Da steigt zum Schluß vor meinem inneren Auge noch eine Vision auf, ein Bild, wie es sich vor wenig Wochen verwirklicht hat: es ist der 22. Dezember und im Hort ist Weihnachten! Ich sehe den hellstrahlenden Baum, von den Kindern unter Anleitung der Lehrerin selbst geputzt, auf dem Podium stehen, ich erblicke lange Tische, belegt mit einfachen, praktischen und doch hübschen Geschenken, vor jedem Platz einen Stollen. Den Hintergrund bilden die Vorstandsdamen und die Helferinnen.

Da, horch! aus dem Schulzimmer tönt Gesang und herein, paarweise geordnet, die Kleinsten voran, schreitet die Kinderschar unter dem Gesang der lieblichen Weise: „Stille Nacht, heilige Nacht,“ – fürwahr ein rührender, ergreifender Anblick. Dann wird die Geburt des Heilandes in Versen geschildert, fromme Weihnachtsklänge tönen dazwischen, und eine der Vorstandsdamen spricht zu den Kindern einige freundliche, herzliche Worte der Liebe und der Ermahnung und führt die Kinder zu ihren Plätzen. Nun, welch’ ein Jubel! Das Herz geht mir auf, sehe ich in diese strahlenden Augen, in diese Welt unbefangener Fröhlichkeit. Möchte den Kindern der lichte Tannenbaum nachleuchten in ihrem Herzen durchs ganze Jahr und ihnen die Dunkelheit, das Elend zu Haus überstrahlen!

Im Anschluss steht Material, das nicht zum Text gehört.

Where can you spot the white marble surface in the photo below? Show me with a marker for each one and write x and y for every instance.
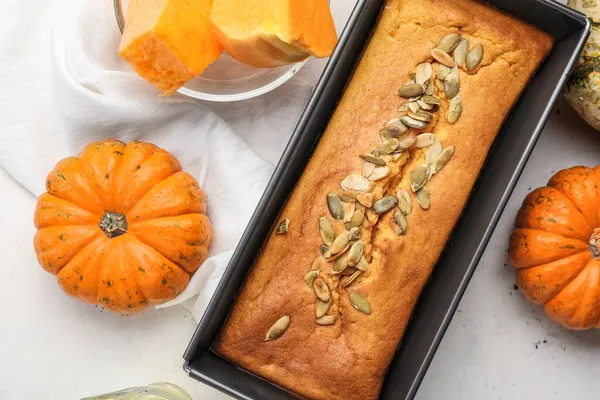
(498, 346)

Noch einen Augenblick verweilen wir, denn ich sehe, der Vorstand hat heute die Milch in Chokolade mit Zwieback verwandelt, und da werden sie schon hereingetragen die großen Kannen, aus denen die Lehrerinnen, Helferinnen und die ältesten Schülerinnen das köstliche Getränk schenken. Nun kann ich mich von dem holden Bilde der Kinder wenden, ich glaube unbemerkt, denn sie sind ganz in ihre Thätigkeit versunken. Ich schließe mit dem Wunsch, daß Allen zum letzten Weihnachtsfest so viel beglückte Kindergesichter entgegengelacht haben möchten wie uns, dem Vorstand der Leipziger Mädchenhorte.

     Frau L. Windscheid.
     Vorsitzende des Vereins der Leipziger Mädchenhorte.


  1. Wir glauben den schönen Aufschwung, welchen gerade neuerdings die Bewegung zu gunsten der „Mädchenhorte“ in vielen deutschen Städten erlebt, nicht besser fördern zu können als durch die nachfolgende Schilderung eines vorbildlich wirkenden Beispiels. D. Red.